Good luck Mike Yall kill a biggun' , & tell "Pinky"(i think that's his name) no sleepin in!!


----------



## hoochfisher (Nov 1, 2011)

Heading down tomorrow AM.  

All this time I was thinking I was on the second gun hunt, but it's the first.  Got a little confused as everyone in my group has always done the second hunt. 


Good luck to everyone!


----------



## ABBYS DAD (Nov 1, 2011)

good luck hoochfisher. hope. weather is looking great.



hoochfisher said:


> Heading down tomorrow AM.
> 
> All this time I was thinking I was on the second gun hunt, but it's the first.  Got a little confused as everyone in my group has always done the second hunt.
> 
> ...


----------



## CharrDad (Nov 1, 2011)

Headed down Thursday AM.  I have no idea where I'll be hunting ... I've only been to Piedmont once before, so all my scouting has been via Google maps.

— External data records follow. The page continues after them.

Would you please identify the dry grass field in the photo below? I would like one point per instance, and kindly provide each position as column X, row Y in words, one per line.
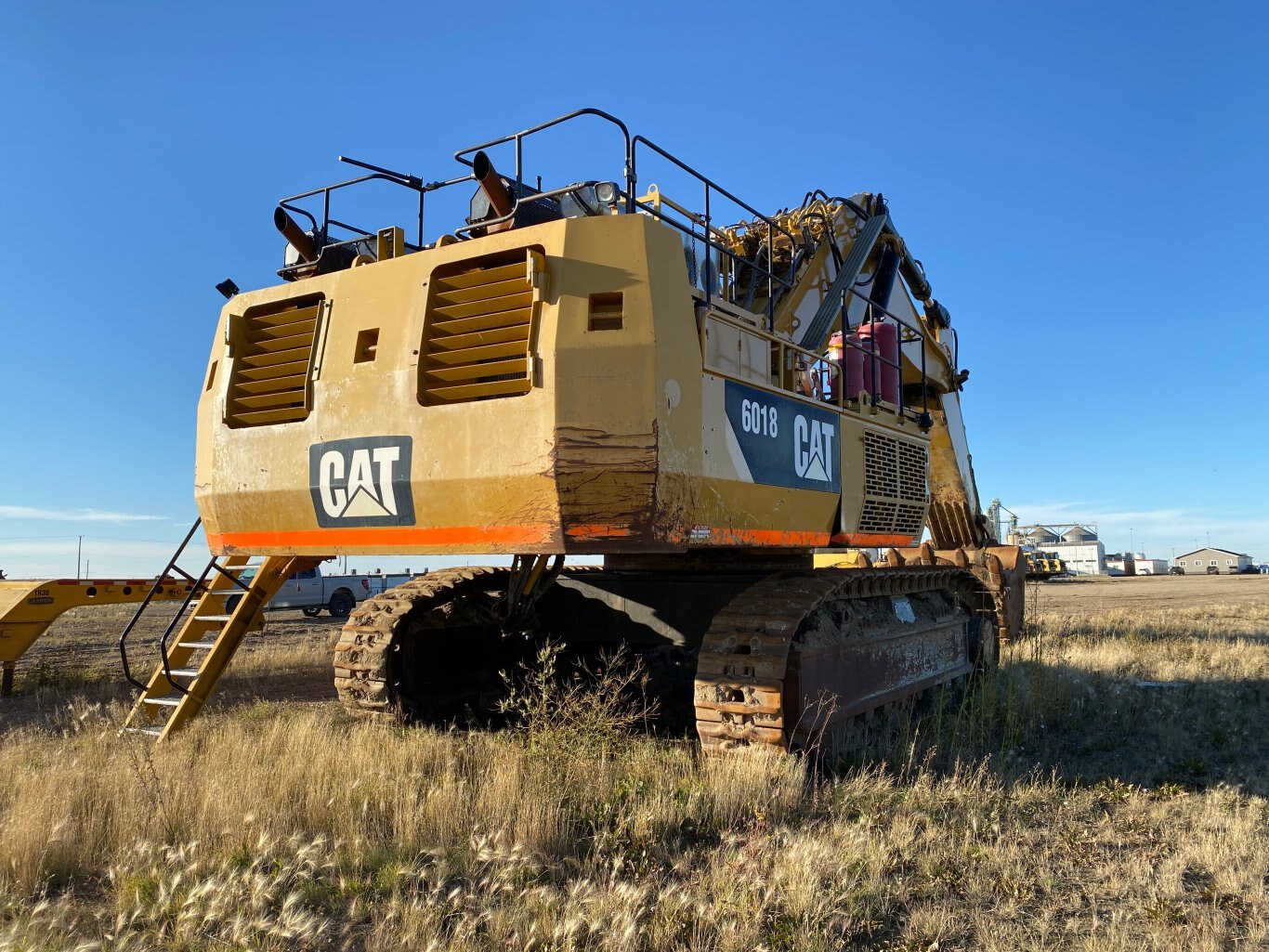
column 1106, row 789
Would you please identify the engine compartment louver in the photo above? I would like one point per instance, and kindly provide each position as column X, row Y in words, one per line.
column 478, row 329
column 896, row 489
column 273, row 348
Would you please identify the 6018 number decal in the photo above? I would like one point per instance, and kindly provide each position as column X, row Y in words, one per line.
column 759, row 418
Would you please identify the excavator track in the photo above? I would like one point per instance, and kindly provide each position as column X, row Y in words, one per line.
column 796, row 660
column 367, row 677
column 776, row 665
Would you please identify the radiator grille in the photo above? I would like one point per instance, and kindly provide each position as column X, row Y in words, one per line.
column 478, row 332
column 273, row 354
column 895, row 485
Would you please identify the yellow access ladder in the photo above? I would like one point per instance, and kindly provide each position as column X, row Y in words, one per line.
column 198, row 646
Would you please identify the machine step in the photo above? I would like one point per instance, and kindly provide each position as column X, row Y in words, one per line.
column 205, row 643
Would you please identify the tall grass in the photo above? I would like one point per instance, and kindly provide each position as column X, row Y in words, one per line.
column 1056, row 805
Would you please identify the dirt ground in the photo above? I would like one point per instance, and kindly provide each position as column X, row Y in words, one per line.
column 290, row 660
column 1105, row 593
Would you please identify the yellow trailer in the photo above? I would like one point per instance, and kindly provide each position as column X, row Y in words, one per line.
column 27, row 608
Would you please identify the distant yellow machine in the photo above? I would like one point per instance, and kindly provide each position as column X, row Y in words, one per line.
column 27, row 608
column 1043, row 565
column 698, row 392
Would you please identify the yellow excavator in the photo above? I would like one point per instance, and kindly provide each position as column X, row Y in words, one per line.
column 703, row 395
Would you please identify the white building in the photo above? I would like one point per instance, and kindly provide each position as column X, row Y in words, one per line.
column 1212, row 561
column 1081, row 551
column 1150, row 567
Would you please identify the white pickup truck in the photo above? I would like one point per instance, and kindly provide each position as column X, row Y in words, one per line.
column 311, row 592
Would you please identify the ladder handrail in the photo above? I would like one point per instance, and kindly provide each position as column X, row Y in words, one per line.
column 200, row 589
column 153, row 591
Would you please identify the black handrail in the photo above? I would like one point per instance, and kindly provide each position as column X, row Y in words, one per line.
column 197, row 589
column 772, row 228
column 518, row 137
column 153, row 591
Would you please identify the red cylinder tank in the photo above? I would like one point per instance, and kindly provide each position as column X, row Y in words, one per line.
column 853, row 367
column 881, row 366
column 848, row 372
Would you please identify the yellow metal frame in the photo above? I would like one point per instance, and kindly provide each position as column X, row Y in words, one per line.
column 27, row 608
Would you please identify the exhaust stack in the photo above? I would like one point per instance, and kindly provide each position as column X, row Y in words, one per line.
column 495, row 190
column 297, row 236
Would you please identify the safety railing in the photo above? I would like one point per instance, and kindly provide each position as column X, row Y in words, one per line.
column 722, row 284
column 822, row 378
column 197, row 589
column 696, row 226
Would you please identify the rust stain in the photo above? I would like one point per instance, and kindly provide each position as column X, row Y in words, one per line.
column 607, row 484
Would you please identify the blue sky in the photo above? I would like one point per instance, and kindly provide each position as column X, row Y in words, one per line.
column 1084, row 182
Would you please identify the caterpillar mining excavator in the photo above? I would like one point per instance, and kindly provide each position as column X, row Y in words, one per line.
column 592, row 370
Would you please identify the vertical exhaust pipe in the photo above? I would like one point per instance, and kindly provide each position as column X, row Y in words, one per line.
column 495, row 190
column 298, row 239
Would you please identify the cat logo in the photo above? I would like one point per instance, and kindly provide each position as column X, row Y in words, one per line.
column 812, row 450
column 361, row 481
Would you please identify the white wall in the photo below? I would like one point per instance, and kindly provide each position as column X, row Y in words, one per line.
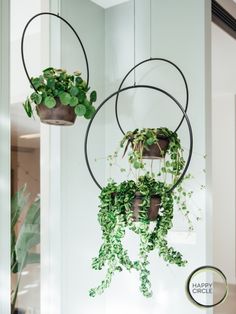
column 223, row 150
column 178, row 34
column 81, row 236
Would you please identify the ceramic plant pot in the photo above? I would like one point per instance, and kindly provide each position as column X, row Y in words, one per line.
column 59, row 115
column 153, row 209
column 157, row 150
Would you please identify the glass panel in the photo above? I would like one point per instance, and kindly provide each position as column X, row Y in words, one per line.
column 25, row 159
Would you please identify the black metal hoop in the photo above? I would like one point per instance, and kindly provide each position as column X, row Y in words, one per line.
column 161, row 91
column 137, row 65
column 65, row 21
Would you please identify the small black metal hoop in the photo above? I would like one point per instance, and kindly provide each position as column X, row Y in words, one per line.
column 65, row 21
column 148, row 87
column 137, row 65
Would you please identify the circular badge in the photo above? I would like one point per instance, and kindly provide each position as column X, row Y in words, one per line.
column 207, row 286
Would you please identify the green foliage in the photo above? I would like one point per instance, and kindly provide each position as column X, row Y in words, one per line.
column 144, row 138
column 58, row 85
column 115, row 216
column 26, row 238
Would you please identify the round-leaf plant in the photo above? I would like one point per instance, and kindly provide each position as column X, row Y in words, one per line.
column 116, row 216
column 70, row 89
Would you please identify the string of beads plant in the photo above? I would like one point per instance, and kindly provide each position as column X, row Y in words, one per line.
column 130, row 205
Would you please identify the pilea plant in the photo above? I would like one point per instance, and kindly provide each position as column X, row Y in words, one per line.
column 116, row 216
column 57, row 85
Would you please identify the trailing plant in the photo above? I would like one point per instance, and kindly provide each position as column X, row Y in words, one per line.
column 141, row 139
column 57, row 84
column 24, row 239
column 116, row 216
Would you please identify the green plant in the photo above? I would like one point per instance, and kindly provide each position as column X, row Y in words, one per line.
column 23, row 240
column 70, row 89
column 141, row 139
column 115, row 216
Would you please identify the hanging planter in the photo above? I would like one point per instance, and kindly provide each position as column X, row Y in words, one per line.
column 153, row 144
column 152, row 210
column 116, row 216
column 59, row 97
column 144, row 206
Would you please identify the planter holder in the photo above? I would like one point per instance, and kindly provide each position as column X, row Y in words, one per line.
column 133, row 69
column 155, row 151
column 60, row 114
column 142, row 87
column 155, row 202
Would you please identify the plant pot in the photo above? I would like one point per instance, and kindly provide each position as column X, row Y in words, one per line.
column 153, row 210
column 59, row 115
column 156, row 151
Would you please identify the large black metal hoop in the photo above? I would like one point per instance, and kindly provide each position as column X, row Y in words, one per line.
column 73, row 30
column 148, row 87
column 137, row 65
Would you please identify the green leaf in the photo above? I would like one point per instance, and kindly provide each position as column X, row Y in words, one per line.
column 80, row 110
column 78, row 80
column 74, row 101
column 150, row 141
column 36, row 98
column 74, row 91
column 36, row 82
column 89, row 112
column 50, row 102
column 29, row 234
column 51, row 82
column 81, row 96
column 93, row 96
column 87, row 103
column 28, row 108
column 65, row 98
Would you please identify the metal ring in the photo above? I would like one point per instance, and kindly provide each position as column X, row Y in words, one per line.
column 22, row 45
column 148, row 87
column 137, row 65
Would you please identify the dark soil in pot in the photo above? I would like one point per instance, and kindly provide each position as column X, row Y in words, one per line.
column 59, row 115
column 157, row 150
column 153, row 209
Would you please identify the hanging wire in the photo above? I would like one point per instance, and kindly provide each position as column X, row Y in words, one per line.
column 134, row 41
column 58, row 7
column 150, row 28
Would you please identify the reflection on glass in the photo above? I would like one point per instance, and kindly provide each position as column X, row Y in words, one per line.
column 25, row 163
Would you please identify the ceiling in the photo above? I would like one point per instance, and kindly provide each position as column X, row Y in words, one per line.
column 108, row 3
column 229, row 5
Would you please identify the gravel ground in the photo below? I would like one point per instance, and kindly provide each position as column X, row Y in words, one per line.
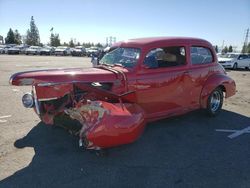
column 184, row 151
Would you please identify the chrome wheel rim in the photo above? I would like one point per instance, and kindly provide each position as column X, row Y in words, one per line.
column 215, row 101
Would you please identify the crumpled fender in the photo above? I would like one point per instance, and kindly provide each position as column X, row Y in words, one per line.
column 108, row 124
column 213, row 82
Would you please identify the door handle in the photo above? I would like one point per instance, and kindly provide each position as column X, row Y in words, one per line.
column 187, row 72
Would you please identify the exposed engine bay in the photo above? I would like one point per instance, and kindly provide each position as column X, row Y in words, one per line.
column 101, row 113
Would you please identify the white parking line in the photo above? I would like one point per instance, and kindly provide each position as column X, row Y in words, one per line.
column 1, row 117
column 236, row 133
column 15, row 90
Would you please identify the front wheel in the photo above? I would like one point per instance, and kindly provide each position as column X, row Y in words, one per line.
column 235, row 66
column 215, row 102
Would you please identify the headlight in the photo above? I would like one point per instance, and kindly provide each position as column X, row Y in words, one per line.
column 28, row 100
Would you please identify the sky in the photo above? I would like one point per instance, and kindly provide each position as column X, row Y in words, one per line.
column 94, row 20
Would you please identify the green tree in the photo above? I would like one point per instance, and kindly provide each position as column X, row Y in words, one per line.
column 216, row 49
column 65, row 44
column 10, row 39
column 18, row 38
column 99, row 45
column 225, row 50
column 55, row 40
column 246, row 48
column 33, row 37
column 71, row 43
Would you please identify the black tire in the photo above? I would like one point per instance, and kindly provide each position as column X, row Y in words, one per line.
column 215, row 102
column 235, row 66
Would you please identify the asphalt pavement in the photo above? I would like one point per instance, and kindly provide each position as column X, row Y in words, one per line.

I hoping the crowds will be low enough on the first day to allow for a bit of scouting and settling in. I'm still looking for my first deer (yep, I'm a newbie), but I've got a good feeling about this weekend.
Good luck to all.
Stay safe.

And save one for me!


----------



## ABBYS DAD (Nov 3, 2011)

My dad got this 10pt today. I will be headed down in the morning. Good luck to everyone this weekend.


----------



## Paymaster (Nov 3, 2011)

Nice buck! Tell him congrats for me!


----------



## FOURNOTCHHUNTER (Nov 5, 2011)

Anyone get a count on the kills for this weekend hunt


----------



## KennesawLawMan (Nov 7, 2011)

When i checked out a doe on Sat @ noon the count was around 120


----------



## ABBYS DAD (Nov 7, 2011)

here is kennesawlawman skinning out his nice Piedmont doe.
i came up empty but congrats to my dad on his 10 (9) pointer and to my brother for this nice doe.


----------



## BIGABOW (Nov 8, 2011)

congrats yall, thanks for the pics right there in the woods, its nice to see those woods again!


----------